Way off in some alternate reality, Microsoft is putting the finishing touches on its Nokia McLaren handset, a flagship phone equipped with 3D Touch technology. The company's marketing team is busy preparing advertisements that show off the Kinect-like gesture control you can pull off courtesy of the phone's many embedded sensor, and there's an air of excitement looming at Microsoft over the McLaren's impending launch. Unfortunately for the team that conceived and built such a device, we live in this reality, the same one that just saw Microsoft chief Satya Nadella announce the biggest round of layoffs in company history, and there's just no place for the McLaren at this time.

That's a kick in the pants when you're already down, but the reality is that the Microsoft of today (and tomorrow) isn't as interested in and reliant on handsets as Nokia was, which is, in part, why around 12,500 of the planned 18,000 job cuts will affect Microsoft's Nokia division.

Lumia 1020
The Nokia McLaren was said to look like a Lumia 1020, but with several sensors for 3D Touch technology.

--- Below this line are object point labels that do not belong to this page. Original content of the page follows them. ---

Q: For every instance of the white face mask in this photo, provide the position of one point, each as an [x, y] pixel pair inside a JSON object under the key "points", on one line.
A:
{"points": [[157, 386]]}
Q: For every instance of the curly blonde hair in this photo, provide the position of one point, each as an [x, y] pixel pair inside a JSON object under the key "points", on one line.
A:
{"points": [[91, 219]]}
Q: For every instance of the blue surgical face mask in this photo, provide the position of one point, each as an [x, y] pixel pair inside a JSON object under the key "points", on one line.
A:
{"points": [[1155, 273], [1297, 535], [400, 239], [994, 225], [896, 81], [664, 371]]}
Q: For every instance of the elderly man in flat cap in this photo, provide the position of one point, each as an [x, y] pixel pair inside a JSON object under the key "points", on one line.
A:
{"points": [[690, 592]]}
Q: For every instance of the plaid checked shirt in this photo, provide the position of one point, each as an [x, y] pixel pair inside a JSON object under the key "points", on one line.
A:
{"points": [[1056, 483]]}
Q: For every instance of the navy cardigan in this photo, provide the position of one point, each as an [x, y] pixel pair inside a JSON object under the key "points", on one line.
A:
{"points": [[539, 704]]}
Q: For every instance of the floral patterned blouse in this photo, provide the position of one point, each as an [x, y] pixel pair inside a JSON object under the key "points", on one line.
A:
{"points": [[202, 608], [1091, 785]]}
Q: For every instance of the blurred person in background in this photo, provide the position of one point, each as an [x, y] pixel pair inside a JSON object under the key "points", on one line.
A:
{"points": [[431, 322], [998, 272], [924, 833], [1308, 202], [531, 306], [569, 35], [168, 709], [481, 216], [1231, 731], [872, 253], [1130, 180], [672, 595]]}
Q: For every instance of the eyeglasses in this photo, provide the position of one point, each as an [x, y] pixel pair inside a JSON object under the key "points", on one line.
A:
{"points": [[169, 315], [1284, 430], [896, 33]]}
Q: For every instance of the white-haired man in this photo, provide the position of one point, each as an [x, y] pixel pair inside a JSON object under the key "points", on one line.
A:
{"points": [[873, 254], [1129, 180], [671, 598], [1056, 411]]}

"It is particularly important to recognize that the role of phones within Microsoft is different than it was within Nokia. Whereas the hardware business of phones within Nokia was an end unto itself, within Microsoft all our devices are intended to embody the finest of Microsoft's digital work and digital life experiences, while accruing value to Microsoft's overall strategy," explained Stephen Elop, Executive Vice President for Microsoft's Devices and Services business unit and former Nokia CEO.

According to Tech Times, Microsoft actually decided to nix the McLaren weeks ago. Several reasons led to the decision, chief among them the high cost, but Microsoft was also soured by how developers reacted to early test builds. It seems Microsoft just wasn't confident in the product.